Updated almost 5 years ago on . Most recent reply
Loan types in competitive markets (Portland, Oregon or others)
I'm looking to invest in my first house hack in Portland, Oregon, but the market is VERY competitive right now. I'm in the lending phase and trying to decide what to go with. I'm wanting to do a 3.5% FHA or a 5% conventional to leave more of my funds available for additional properties.
If I put an offer on a home with an 3.5% FHA/5% conventional, does it make it a weaker offer and would I be likely to lose out over someone with a 10% or 20% offer?
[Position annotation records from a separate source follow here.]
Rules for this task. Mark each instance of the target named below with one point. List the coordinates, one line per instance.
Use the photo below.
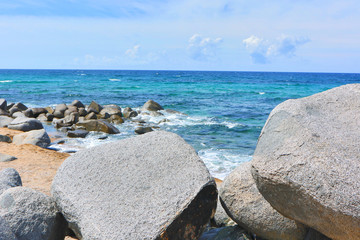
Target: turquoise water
(225, 110)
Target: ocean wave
(221, 162)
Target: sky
(213, 35)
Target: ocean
(223, 111)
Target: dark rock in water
(5, 231)
(226, 233)
(4, 112)
(38, 111)
(154, 186)
(116, 119)
(6, 158)
(77, 104)
(94, 107)
(4, 138)
(151, 106)
(248, 208)
(9, 178)
(78, 133)
(14, 110)
(5, 121)
(91, 115)
(98, 126)
(306, 163)
(25, 124)
(142, 130)
(29, 113)
(20, 106)
(82, 112)
(31, 215)
(35, 137)
(3, 104)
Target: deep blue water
(225, 110)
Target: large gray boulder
(25, 124)
(9, 178)
(5, 121)
(98, 126)
(31, 215)
(36, 137)
(6, 158)
(151, 106)
(248, 208)
(306, 163)
(152, 186)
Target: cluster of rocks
(303, 181)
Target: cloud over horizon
(203, 48)
(262, 51)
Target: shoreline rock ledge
(306, 163)
(153, 186)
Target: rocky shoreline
(303, 181)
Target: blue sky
(278, 35)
I realize there are lots of other factors, ways to make your offer better with contingencies, etc, but wanted to get some real life experience thoughts on this.
Most Popular Reply
FHA offers are absolutely weaker than a conventional offer. FHA is more picky about the general condition of the home and if anything comes back as a required appraisal requirement, the seller has to make the repairs. It's usually not a big deal, but in a market with cash and conventional offers it's an extra step that many sellers (and listing agents) try to avoid.
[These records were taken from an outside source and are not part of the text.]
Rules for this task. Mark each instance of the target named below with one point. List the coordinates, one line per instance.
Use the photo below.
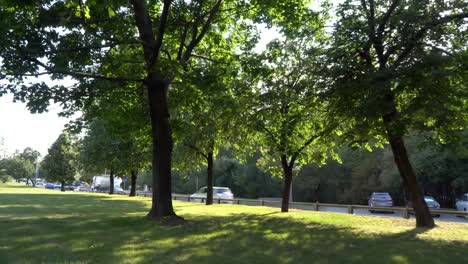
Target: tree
(397, 66)
(92, 42)
(60, 161)
(30, 155)
(203, 127)
(284, 110)
(18, 167)
(99, 149)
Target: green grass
(42, 226)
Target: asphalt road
(445, 218)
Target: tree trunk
(111, 181)
(287, 175)
(161, 205)
(209, 179)
(395, 137)
(133, 183)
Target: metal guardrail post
(316, 206)
(406, 213)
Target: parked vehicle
(102, 183)
(51, 185)
(462, 203)
(218, 193)
(82, 188)
(431, 203)
(380, 199)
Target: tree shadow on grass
(61, 228)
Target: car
(462, 203)
(380, 199)
(218, 193)
(431, 204)
(82, 188)
(49, 185)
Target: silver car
(218, 193)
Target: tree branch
(194, 42)
(50, 70)
(161, 30)
(415, 39)
(196, 150)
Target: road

Check with your local lenders to see if there are any conventional 3% down programs in your area. We have a few local lenders in my area that have 3% conventional programs.
Generally sellers are not as concerned about the down payment amount as they are with ability to close and total net. If comparing two conventional offers a 305k offer with 5% down is usually more competitive than a 300k offer with 15% down (assuming similar terms). If you are willing to do appraisal gap coverage and show proof of funds to cover an appraisal shortage, then the actual down payment amount shouldn't matter to most sellers.